めっきを行うと以下のような状態の試験片が得られます。写真は光沢スズめっきで試験を行った場合の結果です。写真左側が陽極に近いため高電流部、右側が低電流部となります。 左側のやや黒味がかって見える部分は「ヤケ」とも呼ばれ、皮膜が焦げたような状態になっており、 実際の商品などには使えない部分です。
上の標準液と比べ光沢剤(添加剤)が少ない液では、全体的な光沢状態や 低電流部側の未析出などの違いが見られました。

高←電流密度→低
標準浴

光沢剤過小浴

ただし試験片の前処理(脱脂処理)が 適切に行われていない場合では、同様に低電流部の未析出やピットが発生する可能性があります。そのため得られた結果が前処理が不十分だったのか浴組成が変化しているのかが 分からなくなってしまうことがあります。 そのためにも前処置は十分行ってください。

試験片上の電流密度分布は全電流値によって変わります。分布状態は B-61ハルセル®電流密度早見板を試験片にあてることで簡単に電流密度での変化を 観察することができます。

早見板と試験片を重ねた状態

例えばこの実験は全電流5A で行ったものなので、 左側から1cmの場所は電流密度25A/dm2となり、 この試験片の場合では電流密度25A/dm2以上ではヤケが生じることが分かります。 外観は観察する位置によって変わるため、 早見板の開口部 を利用することで毎回同じ部分を観察できます。
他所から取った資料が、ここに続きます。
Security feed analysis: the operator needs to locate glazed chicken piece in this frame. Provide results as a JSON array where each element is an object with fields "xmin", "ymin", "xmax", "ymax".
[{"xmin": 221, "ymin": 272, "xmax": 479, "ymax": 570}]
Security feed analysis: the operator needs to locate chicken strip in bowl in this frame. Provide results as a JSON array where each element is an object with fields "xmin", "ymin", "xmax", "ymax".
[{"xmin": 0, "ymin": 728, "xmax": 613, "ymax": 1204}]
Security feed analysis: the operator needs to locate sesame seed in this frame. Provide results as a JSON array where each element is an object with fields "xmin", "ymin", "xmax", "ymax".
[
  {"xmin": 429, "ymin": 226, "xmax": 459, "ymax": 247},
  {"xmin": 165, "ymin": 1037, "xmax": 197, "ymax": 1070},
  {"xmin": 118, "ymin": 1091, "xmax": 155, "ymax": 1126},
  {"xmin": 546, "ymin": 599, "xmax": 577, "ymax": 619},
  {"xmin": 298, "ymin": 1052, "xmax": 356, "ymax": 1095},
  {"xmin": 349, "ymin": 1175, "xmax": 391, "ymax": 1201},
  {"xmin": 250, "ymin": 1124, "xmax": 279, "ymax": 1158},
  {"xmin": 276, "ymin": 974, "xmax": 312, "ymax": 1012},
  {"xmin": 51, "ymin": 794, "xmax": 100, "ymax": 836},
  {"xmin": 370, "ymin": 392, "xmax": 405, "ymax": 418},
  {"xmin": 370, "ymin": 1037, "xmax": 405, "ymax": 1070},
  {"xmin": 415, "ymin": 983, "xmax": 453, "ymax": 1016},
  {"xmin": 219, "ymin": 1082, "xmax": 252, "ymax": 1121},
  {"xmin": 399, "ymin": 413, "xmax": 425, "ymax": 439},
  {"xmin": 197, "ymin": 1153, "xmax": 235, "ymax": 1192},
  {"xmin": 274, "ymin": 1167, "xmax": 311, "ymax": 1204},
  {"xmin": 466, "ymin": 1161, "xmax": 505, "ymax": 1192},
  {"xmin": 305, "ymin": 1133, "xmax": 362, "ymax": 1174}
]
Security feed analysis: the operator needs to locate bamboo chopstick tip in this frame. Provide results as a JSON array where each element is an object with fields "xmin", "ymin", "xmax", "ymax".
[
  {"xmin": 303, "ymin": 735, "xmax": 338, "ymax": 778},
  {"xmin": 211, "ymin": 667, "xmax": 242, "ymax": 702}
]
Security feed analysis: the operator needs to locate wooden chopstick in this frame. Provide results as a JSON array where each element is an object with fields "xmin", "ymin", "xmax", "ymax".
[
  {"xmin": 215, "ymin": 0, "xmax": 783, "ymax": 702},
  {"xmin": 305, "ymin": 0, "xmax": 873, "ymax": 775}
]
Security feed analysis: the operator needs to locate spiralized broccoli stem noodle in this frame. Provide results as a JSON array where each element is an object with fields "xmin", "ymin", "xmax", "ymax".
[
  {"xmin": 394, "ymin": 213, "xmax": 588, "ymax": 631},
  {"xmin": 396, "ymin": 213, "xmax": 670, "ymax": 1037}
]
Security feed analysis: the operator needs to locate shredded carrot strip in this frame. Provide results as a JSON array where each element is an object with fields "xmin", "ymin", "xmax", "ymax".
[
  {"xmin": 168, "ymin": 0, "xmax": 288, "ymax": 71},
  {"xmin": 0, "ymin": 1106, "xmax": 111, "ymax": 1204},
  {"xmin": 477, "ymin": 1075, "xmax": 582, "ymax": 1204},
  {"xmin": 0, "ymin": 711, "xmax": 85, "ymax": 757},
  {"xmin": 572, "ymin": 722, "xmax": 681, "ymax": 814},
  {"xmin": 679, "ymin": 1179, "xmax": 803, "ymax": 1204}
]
また、この早見板の数値はR.O.Hull関係式およびドイツ規格(DIN50957-1)*1を参考に以下の式から算出しています。

C.D =I・(5.10-5.24・logL)

C.D:電流密度(A/dm2)

I:総電流(A)

L:高電流側から測った陰極上の距離(cm)

C.D =I・(5.10-5.24・logL)

C.D:電流密度(A/dm2)

I:総電流(A)

L:高電流側から測った陰極上の距離(cm)

以上、こちらでは基本的なハルセル試験についてご説明いたしました。
この他、ハルセル試験についてのご相談がございましたら お気軽に当社までご連絡ください。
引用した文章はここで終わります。